City At The End Of Time (62 page)

Read City At The End Of Time Online

Authors: Greg Bear

Tags: #Fiction, #General, #Mystery & Detective, #Science Fiction, #Action & Adventure

Their steps slowed and they felt oddly heavy. From their right, something loomed and passed too quickly to see—something huge, broad, and flat, flying past on high, slender pillars that pulled up the ground ahead and behind—and then it was gone.

“It had a face,” Khren said. “A human face. Bigger than a meadow…”

“Move quickly,” the armor instructed. “Distance will close in, light will move in unfamiliar ways, and things will seem to burn. Above all, follow the beacon.”

Off to the left, Tiadba saw a swinging gray sword of light, brighter than before: the glowing beam sent out from the Witness.

“We’re right under it,” Nico said. “How did we get so close? Wasn’t it on the other side?”

“We should set up our generator and wait for it to go away,” Macht said.

“No!” the armor insisted. “You are being hunted. There is no shelter here. There is only escape.”

CHAPTER 77

The Green Warehouse

Jack knelt beside Ginny’s bed and put his hand on her arm. She had been sleeping for hours, even after the pewter light of whatever passed for dawn touched the windows beneath the warehouse roof. At his touch, she shifted on the cot, then opened her eyes and looked beyond him. The peace after her time in the room had passed. The gnawing worry and fear were back—especially in sleep. She was sleeping so much now. Jack, on the other hand, was mostly wide-awake. His dreams since being in the empty room had been brief and uneventful.

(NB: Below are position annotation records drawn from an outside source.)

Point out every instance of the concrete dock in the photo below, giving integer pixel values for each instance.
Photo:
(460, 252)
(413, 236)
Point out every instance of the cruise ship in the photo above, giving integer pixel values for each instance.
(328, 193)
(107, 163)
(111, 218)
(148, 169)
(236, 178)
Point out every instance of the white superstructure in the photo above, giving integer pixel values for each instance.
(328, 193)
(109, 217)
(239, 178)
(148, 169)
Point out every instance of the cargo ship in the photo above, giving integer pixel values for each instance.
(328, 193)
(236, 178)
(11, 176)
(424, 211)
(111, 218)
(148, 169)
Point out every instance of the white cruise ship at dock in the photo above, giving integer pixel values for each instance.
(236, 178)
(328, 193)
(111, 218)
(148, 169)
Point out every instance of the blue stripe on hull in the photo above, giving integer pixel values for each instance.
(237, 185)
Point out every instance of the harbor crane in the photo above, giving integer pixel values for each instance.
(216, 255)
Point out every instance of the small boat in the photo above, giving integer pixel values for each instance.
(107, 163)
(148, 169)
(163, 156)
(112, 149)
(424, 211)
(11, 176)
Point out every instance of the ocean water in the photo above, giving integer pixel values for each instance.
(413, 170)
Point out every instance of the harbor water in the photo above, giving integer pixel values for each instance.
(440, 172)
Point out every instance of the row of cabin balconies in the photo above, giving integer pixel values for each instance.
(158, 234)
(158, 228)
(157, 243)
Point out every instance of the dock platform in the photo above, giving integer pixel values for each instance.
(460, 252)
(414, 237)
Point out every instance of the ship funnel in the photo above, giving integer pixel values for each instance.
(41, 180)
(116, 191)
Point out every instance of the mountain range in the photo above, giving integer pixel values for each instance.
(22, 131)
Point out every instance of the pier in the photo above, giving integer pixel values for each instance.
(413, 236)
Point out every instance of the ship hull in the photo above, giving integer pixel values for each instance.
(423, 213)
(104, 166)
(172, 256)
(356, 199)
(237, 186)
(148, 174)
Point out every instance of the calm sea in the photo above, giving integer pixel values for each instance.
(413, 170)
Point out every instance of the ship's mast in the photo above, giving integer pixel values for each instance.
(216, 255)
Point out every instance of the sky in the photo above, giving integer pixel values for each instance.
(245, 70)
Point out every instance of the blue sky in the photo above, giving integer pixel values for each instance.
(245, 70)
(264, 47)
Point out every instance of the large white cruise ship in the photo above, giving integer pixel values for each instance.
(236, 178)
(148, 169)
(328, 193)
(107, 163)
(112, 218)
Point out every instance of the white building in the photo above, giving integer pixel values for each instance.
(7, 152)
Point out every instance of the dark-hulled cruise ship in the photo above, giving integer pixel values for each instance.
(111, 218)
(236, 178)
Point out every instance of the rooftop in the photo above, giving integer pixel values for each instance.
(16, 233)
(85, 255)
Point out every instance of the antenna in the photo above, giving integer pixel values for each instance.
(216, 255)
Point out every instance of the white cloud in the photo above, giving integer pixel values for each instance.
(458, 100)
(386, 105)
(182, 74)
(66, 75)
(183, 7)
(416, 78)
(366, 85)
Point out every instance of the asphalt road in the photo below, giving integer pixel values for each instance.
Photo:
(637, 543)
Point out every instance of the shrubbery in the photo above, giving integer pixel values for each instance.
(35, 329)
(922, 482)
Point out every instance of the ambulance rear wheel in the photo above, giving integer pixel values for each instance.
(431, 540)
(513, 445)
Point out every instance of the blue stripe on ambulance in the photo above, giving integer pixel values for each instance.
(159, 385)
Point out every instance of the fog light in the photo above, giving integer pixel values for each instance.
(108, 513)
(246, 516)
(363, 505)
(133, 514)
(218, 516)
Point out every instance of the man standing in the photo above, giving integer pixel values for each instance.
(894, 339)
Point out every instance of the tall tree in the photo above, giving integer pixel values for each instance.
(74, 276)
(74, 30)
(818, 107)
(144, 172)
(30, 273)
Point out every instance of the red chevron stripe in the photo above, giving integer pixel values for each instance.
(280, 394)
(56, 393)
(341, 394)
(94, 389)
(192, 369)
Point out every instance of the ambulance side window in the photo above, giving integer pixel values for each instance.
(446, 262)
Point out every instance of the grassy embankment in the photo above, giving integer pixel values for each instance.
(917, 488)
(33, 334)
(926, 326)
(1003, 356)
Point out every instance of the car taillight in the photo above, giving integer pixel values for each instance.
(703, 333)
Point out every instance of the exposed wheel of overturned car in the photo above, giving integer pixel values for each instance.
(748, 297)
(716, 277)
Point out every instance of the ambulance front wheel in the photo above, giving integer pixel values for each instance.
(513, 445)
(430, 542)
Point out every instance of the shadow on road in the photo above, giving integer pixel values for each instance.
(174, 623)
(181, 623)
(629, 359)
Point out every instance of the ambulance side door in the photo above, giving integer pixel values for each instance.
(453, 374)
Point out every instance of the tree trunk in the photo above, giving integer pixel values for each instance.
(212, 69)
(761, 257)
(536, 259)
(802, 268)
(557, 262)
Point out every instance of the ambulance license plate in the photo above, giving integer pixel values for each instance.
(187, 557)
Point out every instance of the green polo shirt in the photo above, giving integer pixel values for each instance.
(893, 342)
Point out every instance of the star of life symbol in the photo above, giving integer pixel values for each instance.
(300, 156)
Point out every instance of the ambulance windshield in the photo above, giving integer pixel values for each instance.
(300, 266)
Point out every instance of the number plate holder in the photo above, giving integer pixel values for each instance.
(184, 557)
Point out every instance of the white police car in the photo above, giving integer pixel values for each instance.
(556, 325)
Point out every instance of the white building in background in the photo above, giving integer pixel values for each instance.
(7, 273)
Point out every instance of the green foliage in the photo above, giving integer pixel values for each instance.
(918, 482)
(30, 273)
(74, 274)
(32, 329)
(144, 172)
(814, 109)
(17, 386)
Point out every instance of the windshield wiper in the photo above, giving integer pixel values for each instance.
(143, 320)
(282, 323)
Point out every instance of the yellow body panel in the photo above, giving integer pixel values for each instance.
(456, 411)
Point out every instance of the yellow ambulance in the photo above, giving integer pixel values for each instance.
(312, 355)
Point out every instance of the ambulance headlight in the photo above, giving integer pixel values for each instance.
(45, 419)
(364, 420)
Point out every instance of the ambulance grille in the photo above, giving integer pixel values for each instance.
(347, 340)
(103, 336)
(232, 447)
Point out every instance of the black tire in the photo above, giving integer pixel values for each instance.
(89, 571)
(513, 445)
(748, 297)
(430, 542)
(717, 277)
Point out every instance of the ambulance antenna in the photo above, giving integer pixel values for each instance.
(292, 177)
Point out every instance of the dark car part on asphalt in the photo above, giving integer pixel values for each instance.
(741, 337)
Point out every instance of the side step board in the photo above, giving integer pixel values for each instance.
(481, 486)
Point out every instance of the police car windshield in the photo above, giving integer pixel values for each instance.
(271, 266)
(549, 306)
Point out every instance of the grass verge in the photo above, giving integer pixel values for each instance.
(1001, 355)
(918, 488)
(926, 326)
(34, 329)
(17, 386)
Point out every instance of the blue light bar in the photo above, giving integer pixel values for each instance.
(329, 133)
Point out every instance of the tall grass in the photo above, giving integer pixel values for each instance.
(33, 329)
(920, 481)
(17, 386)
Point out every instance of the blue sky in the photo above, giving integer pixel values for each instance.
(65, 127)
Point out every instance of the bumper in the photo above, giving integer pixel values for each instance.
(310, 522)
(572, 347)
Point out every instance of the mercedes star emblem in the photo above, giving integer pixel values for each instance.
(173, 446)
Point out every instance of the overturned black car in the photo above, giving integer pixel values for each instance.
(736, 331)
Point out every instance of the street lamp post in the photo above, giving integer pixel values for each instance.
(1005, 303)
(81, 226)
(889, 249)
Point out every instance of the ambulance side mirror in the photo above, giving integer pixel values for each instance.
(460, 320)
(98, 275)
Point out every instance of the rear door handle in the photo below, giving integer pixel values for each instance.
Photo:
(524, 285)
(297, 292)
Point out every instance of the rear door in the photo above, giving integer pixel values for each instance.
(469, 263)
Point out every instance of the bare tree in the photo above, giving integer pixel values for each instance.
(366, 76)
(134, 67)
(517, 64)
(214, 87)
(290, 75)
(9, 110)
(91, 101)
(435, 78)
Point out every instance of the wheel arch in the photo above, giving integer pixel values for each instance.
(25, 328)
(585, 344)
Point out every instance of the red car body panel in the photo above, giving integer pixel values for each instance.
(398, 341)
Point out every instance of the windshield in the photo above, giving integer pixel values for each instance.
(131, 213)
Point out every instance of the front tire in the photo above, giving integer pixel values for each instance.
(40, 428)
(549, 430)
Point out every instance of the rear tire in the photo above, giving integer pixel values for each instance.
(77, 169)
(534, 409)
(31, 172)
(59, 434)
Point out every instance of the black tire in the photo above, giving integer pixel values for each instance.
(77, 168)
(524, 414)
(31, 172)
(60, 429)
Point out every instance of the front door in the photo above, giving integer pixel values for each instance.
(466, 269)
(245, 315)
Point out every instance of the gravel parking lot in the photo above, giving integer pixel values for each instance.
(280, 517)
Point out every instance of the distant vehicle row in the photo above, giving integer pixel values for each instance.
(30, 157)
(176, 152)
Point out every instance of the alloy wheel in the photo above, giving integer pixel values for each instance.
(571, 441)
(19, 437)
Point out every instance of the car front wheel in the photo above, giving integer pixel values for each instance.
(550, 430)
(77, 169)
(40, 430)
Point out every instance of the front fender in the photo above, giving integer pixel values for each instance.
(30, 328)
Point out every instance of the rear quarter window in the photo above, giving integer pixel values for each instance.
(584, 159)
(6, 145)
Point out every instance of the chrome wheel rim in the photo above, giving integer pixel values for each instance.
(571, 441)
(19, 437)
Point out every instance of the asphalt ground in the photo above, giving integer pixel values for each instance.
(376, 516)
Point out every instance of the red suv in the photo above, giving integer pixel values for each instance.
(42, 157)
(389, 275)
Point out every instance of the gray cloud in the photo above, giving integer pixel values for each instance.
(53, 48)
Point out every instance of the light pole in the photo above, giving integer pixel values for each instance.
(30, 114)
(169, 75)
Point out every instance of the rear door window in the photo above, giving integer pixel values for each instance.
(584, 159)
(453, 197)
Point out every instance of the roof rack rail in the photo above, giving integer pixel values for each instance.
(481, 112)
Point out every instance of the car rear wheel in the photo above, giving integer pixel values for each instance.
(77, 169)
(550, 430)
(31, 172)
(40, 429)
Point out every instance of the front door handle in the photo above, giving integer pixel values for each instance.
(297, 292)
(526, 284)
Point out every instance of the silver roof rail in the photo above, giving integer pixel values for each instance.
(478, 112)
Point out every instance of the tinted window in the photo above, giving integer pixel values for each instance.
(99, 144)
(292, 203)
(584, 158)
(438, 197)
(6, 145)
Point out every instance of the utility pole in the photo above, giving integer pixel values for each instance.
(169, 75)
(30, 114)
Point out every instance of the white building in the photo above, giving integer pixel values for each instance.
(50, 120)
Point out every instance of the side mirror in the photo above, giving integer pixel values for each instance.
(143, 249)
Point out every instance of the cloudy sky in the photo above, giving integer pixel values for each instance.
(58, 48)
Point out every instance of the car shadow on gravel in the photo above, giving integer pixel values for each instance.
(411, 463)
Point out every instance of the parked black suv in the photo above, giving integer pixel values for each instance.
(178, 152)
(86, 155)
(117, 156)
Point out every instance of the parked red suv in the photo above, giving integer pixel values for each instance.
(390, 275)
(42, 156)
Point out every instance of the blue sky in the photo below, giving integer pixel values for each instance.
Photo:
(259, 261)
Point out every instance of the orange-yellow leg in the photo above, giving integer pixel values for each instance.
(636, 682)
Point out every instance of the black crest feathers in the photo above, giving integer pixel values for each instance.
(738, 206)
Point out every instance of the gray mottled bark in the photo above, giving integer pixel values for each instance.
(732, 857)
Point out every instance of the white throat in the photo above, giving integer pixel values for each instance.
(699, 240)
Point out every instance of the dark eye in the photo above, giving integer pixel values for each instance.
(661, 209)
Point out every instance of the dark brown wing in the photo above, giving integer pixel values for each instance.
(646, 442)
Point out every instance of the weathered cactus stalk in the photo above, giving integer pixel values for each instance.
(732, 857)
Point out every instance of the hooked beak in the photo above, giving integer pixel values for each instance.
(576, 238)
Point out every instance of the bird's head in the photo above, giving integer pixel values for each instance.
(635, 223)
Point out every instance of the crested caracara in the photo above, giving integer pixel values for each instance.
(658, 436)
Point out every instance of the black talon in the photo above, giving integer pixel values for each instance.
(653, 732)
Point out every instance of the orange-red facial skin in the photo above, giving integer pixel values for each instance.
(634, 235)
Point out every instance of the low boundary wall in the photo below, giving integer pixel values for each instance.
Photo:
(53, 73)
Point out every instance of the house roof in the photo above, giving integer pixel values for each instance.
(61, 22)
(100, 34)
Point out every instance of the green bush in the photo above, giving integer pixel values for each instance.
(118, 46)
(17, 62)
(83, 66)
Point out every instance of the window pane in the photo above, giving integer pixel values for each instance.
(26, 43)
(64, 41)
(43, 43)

“They’re huge,” she murmured. “They’re like stingrays, but they have faces on one side. Arms and legs make dimples in the road as they skim along, like water striders on a pond. They shoot by too fast to see, unless they see you first—and if they catch you, it’s over.”

Jack wiped a tear from his cheeks, feeling emotions that were not his own, not yet. “Where are you?” he asked.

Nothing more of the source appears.